Abstract
Breast cancer is the most diagnosed cancer and the second leading cause of cancer death in women in
the USA. Immune checkpoint therapy (ICI) is revolutionizing the therapy of a number of malignancies, including
triple negative breast cancer (TNBC). Therapeutic blockade of immune checkpoints, such as by anti-PD-1,
removes the tumor-initiated suppression of the immune system and unleashes prolonged anti-tumor immunity.
Despite the encouraging success, many patients develop severe and sometimes life-threating adverse effects,
or many also fail to benefit from immunotherapy. Existing immune therapy response predictive markers have
only modest positive predictive values and there are no clinically useful markers of toxicity. Our proposed study
will focus on comprehensive evaluation of serological auto-antibodies (AAb) as potential predictors of immune
related adverse event (irAE) and benefit from therapy. Serum based biomarkers exploit easy sample
accessibility and directly measure immune responses. Our platform can be rapidly adopted for clinical use.

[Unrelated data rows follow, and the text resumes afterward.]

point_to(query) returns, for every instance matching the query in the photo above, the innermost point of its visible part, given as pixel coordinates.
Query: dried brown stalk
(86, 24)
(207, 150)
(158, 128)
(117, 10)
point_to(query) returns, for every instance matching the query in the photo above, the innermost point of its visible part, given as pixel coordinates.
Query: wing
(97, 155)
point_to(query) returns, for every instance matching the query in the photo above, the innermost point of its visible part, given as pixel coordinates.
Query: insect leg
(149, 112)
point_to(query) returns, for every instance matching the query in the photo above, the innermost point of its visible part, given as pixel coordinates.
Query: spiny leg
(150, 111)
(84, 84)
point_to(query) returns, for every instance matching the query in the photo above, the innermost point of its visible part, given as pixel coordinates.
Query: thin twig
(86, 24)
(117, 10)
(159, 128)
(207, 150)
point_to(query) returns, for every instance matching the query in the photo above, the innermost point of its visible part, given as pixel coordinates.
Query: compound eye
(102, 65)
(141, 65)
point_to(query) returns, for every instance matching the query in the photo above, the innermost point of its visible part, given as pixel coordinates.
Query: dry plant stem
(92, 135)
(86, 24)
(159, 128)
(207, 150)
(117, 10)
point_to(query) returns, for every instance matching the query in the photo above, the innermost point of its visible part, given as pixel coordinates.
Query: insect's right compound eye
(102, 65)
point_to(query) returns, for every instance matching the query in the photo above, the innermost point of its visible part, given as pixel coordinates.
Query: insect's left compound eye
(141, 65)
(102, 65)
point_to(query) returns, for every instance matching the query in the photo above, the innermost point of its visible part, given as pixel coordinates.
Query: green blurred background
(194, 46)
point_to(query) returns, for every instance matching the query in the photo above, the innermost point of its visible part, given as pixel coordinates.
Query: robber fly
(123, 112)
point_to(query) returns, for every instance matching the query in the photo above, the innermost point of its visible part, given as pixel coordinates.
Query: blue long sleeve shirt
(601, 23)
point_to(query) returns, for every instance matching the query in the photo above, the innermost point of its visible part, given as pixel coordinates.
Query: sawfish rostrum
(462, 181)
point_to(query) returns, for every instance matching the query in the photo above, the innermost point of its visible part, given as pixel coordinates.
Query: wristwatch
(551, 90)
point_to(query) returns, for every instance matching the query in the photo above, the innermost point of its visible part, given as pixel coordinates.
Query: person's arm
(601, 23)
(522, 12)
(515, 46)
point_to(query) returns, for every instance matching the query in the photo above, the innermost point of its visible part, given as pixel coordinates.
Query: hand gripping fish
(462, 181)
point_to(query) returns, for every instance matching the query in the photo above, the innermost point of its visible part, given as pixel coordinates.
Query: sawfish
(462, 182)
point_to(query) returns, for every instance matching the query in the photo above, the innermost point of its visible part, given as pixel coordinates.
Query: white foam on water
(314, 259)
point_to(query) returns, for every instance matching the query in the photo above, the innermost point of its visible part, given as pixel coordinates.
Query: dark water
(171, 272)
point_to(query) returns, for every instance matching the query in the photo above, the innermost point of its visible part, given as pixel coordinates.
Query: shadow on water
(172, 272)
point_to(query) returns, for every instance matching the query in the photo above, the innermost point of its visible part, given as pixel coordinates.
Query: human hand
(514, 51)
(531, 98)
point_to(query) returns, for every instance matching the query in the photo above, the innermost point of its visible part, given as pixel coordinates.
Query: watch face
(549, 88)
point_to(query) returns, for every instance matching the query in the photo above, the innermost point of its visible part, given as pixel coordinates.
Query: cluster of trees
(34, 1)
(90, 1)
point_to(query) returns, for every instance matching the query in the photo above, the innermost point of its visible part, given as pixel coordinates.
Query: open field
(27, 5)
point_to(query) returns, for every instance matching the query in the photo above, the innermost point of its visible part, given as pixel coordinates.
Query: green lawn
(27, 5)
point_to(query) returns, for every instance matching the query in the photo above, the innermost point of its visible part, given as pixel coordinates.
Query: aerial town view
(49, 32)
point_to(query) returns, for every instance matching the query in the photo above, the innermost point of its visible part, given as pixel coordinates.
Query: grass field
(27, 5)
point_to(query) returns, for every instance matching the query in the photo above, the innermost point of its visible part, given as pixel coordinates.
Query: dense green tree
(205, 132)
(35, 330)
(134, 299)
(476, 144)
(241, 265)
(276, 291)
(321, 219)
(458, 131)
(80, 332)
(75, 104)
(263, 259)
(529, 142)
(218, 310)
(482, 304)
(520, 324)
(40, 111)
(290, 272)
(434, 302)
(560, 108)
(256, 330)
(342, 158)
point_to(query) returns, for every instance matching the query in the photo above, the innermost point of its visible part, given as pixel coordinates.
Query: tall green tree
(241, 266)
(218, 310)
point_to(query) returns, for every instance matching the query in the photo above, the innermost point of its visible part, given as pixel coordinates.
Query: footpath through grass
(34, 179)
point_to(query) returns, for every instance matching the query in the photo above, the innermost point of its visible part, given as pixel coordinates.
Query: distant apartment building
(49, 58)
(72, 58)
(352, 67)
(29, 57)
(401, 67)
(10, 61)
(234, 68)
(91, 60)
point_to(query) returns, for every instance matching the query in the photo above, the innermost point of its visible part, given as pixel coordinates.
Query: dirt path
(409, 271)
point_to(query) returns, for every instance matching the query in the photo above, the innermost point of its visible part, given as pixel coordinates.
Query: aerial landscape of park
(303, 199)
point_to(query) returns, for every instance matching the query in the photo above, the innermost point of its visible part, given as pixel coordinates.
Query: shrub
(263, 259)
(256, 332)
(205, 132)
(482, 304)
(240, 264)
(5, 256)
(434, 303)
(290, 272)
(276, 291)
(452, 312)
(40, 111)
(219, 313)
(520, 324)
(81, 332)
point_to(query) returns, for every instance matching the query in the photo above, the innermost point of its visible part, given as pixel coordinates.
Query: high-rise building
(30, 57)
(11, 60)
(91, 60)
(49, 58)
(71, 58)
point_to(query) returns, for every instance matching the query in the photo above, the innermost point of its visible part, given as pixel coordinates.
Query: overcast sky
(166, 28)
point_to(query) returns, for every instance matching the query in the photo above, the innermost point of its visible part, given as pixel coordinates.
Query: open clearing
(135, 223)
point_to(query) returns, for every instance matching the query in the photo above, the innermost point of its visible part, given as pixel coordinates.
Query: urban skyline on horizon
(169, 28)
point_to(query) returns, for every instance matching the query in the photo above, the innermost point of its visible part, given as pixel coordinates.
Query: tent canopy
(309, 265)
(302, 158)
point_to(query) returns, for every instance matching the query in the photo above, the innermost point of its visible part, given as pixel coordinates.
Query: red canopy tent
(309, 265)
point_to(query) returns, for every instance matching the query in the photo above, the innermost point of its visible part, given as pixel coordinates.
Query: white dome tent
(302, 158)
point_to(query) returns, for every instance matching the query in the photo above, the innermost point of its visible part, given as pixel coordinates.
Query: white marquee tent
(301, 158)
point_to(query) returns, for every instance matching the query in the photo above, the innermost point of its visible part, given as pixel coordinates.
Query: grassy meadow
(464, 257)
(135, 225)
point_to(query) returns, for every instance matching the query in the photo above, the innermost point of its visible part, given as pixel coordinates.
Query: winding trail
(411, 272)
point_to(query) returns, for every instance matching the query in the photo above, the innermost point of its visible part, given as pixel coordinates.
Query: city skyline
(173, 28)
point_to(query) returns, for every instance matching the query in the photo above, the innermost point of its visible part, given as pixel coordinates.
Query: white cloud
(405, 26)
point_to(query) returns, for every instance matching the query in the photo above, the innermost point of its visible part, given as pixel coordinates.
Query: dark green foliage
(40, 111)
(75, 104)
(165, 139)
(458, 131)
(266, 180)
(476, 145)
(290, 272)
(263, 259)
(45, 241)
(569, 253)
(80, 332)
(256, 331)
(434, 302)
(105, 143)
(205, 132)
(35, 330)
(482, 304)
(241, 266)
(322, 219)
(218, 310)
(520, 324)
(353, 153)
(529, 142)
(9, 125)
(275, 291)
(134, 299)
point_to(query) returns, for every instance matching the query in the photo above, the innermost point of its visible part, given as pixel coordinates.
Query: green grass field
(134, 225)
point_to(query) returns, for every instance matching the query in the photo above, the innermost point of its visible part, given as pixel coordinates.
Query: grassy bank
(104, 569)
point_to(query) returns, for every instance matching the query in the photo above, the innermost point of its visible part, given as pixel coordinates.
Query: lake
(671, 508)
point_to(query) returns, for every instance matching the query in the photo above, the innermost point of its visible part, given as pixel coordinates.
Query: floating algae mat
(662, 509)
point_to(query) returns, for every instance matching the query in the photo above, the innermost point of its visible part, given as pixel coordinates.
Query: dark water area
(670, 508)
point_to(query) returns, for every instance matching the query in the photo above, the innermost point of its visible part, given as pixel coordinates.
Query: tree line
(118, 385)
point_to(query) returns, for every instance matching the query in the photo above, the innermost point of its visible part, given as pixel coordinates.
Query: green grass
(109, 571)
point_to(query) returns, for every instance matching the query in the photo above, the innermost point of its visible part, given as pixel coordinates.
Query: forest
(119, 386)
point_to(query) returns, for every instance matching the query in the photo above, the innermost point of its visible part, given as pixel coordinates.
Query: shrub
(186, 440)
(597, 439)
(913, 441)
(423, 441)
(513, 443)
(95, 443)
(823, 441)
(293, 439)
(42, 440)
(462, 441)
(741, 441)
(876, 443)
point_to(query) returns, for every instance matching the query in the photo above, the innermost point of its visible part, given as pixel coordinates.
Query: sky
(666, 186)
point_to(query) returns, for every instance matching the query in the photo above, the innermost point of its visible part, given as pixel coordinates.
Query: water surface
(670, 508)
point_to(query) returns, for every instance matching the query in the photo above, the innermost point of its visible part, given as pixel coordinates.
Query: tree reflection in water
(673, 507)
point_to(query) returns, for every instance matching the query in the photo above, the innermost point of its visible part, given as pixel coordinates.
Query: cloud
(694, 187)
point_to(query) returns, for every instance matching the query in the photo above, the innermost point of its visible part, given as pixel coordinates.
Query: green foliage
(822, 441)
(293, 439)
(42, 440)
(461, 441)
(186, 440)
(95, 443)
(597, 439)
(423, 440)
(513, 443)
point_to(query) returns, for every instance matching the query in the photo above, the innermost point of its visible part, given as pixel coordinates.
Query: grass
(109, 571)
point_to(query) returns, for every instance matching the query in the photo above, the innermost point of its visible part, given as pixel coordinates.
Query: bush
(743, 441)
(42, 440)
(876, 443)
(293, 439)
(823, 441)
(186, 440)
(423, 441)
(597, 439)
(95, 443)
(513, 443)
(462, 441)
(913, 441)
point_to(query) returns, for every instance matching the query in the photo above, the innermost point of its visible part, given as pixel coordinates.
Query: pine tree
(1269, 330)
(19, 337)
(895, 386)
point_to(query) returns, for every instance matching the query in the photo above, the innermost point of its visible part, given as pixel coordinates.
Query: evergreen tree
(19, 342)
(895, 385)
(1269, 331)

Our study leverages collaboration between experts on immunoproteomics and biomarker discovery and
physician scientists specializing in breast cancer. Our study will analyze more than 3000 longitudinal serum
samples collected from 1,195 patients enrolled in a randomized phase III trial (SWOG S1418) that tests the
efficacy of one year of single agent adjuvant pembrolizumab (anti-PD-1 antibody) therapy compared to
observation in high risk TNBC. Serum samples were collected at baseline and at 13 and 55 weeks after
starting therapy, all samples are annotated with detailed toxicity and outcome information that were collected
during this FDA registration trial. We will employ two complementary high-throughput antibody profiling
technologies including Nucleic Acid Programmable Protein Array (NAPPA) and Multiple In Solution Antibody
Assay (MISPA) that we developed. NAPPA allows the detection of antibodies against tens of thousands freshly
produced full length proteins in hundreds of samples while MISPA enables more precise quantification of
hundreds of antibodies in thousands of samples and could be scaled for clinical use. Our approach involves (i)
a discovery step using the NAPPA arrays that will interrogate serum samples for AAbs against 18,000 human
proteins in the discovery cohort, (ii) a verification step of identified outcome-predictive AAb using the MISPA
platform using the discovery samples to select the final set of candidate markers, (iii) and blinded validation of
candidate AAb using MISPA on the held out validation set. Identification of biomarkers that can predict
clinically-relevant immune-related adverse events or recurrence, and hence inefficacy of therapy, would help
better estimate the risk benefit ratio of these very expensive and potentially toxic therapies. Predictors of
adverse events could also influence patient monitoring and allow earlier therapeutic intervention. The lessons
learned from this proposed study on TNBC will likely impact a broad spectrum of other cancers since adverse
events are not cancer type dependent.